Имперская столица была не только окном в Европу, но и дверью, в которую входили европейцы, неся с собой не только заграничные товары, но и свою кухню. Из Петербурга по всей России распространялись кулинарные традиции других стран. Именно в столице вначале «прописались» французский паштет, венгерский гуляш, итальянские равиоли, рыба a la polonaise. На волне Французской революции в Россию принесло гувернеров, модисток и поваров. Столичная кухня стала приобретать европейский лоск. И немалая заслуга в этом принадлежит Игнатию Радецкому, бывшему гусару и бывшему метрдотелю двора его Императорского Высочества герцога Максимилиана Лейхтенбергского, Санкт-Петербургского дворянского собрания, семей Паскевича и Витгенштейна.
Игнатию Радецкому повезло с фамилией. Услышав ее, все сразу вспоминали либо «марш Радецкого», либо самого Радецкого, австрийского фельдмаршала наполеоновских времен, в честь которого Штраус и написал марш. Потому что этот рябой толстяк написал кулинарную книгу, и – что говорить, — для ее продвижения звучная фамилия в самый раз. Впрочем, справедливости ради заметим: бестселлером его «Альманах гастронома» стал вполне заслуженно. А сам Радецкий стал считаться одним из основоположников русской кулинарии «с европейским лицом». Вернее, с «французским». Ведь «Франция… довела гастрономию до возможного совершенства», писал Радецкий и старательно прививал русскую кухню к французской традиции.
О Радецком сегодня мало кто знает, а напрасно. Он – своего рода миссионер от кулинарии. Вот попутешествовал по Российской империи Александр Дюма, а потом припечатал: «Несчастье всякой кухни, за исключением французской, состоит в том, что они имеют вид кухни случайной. Одна только французская кухня есть нечто продуманное, научное, гармоничное… Но самая ужасная кухня – русская, потому что внешне она цивилизованная, а фундамент ее варварский. Русская кухня не только не настраивает на пользу блюд, но маскирует их и обезображивает. Вы думаете, что едите мясо, а оказывается, что это рыба. Вы думаете, что кушаете рыбу, а оказывается, что это каша или крем».
Читать такое обидно, да и как-то странно – зачем же автор «Трех мушкетеров» включил в свою кулинарную книгу массу рецептов из «самой ужасной кухни», вроде карпа в пиве по-московски или «русского винегрета», которым так любил удивлять своих гостей, не ленясь провести час за собственноручным приготовлением соуса? И между прочим, графу Монте-Кристо подают ни что иное, как волжскую стерлядь. «Не может быть! – воскликнули все гости в один голос».
Прочувствуйте этот возглас – волжская стерлядь редко когда доплывала даже до самых изысканных столов Европы.

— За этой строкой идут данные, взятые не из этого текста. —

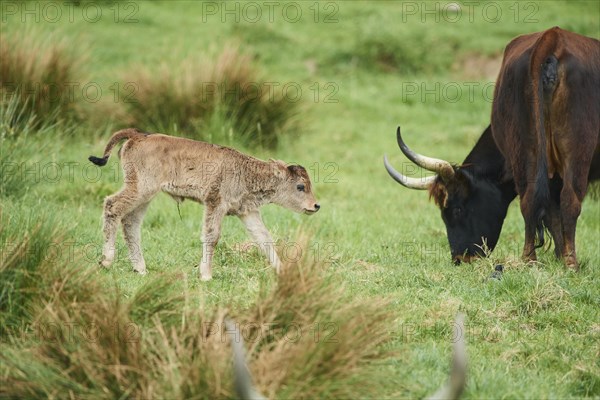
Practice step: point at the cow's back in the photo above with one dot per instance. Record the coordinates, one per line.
(575, 92)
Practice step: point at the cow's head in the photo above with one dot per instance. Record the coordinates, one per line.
(294, 189)
(472, 208)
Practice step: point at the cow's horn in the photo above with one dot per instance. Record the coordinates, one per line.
(411, 183)
(442, 167)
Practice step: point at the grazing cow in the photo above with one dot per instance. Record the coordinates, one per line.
(226, 181)
(543, 145)
(452, 390)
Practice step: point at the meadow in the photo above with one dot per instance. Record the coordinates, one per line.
(370, 284)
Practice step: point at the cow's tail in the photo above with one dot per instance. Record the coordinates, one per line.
(458, 373)
(114, 140)
(542, 69)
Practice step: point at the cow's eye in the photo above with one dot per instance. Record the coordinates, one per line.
(457, 212)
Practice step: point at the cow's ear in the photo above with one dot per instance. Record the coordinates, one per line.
(279, 168)
(439, 193)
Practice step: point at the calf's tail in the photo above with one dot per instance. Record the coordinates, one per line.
(114, 140)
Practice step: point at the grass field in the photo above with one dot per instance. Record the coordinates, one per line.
(349, 73)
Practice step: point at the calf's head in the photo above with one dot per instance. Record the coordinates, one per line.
(294, 189)
(471, 207)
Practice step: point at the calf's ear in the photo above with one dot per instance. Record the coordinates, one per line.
(279, 168)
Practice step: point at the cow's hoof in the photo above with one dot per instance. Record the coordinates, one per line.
(572, 264)
(104, 263)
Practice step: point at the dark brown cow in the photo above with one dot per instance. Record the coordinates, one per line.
(546, 122)
(543, 144)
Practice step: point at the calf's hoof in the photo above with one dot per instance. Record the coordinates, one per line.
(571, 263)
(104, 263)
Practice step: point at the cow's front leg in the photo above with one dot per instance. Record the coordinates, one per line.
(259, 233)
(211, 231)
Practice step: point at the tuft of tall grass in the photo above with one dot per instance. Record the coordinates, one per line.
(89, 341)
(320, 341)
(214, 100)
(16, 125)
(40, 73)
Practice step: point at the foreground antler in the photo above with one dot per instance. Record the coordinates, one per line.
(452, 390)
(458, 374)
(441, 167)
(241, 376)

Как заметил другой французский классик, романтик Теофиль Готье «Один кусочек волжской стерлядки на изящной вилочке стоит путешествия».
Радецкий легким, понятным языком объяснил всем, что изысканная кухня – это не привилегия аристократов. Если шеф-повар какого-нибудь тайного советника мог взять на заметку «осетрину шпикованную труфелемъ а ля Перигоръ» или «воловьи поднебенья с телячьими ”молоками”», то хозяйка семейства средней руки рада была бы приготовить паштет из индейки с макаронами или постные равиоли с морковью. И ей-богу, современному шеф-повару есть чему поучиться у мэтра. Ну а те, кто предпочитает разогреть в микроволновке полуфабрикат, книги Радецкого – как путешествие в прошлое. Что ели, о том, как припасы доставлялись в столицу и, наконец, и что было почем, ну, скажем, «черепахи, приготовленныя въ жестяныхъ банкахъ, доставляются изъ Лондона и Парижа, продаются въ овощно-фруктовыхъ лавкахъ, англиiйская отъ 4 до 6 р.за банку, а французская отъ 6 до 7 р. за банку».
И напоследок маленький штрих. Будущая настольная книга домохозяек была напечатана в типографии Штаба Отдельного Корпуса внутренней стражи, который занимался поимкой разбойников, охраной порядка на ярмарках и этапированием арестантов. Цензор Елагин, по словам Ивана Гончарова (того, что написал роман «Обломов»), в поварской книжке Радецкого «чуть ли не нашел там много “вольного духа”», но все же добро на печать дал. Что могло смутить господина Елагина? Неужто революцией повеяло от лягушек а ля пулет?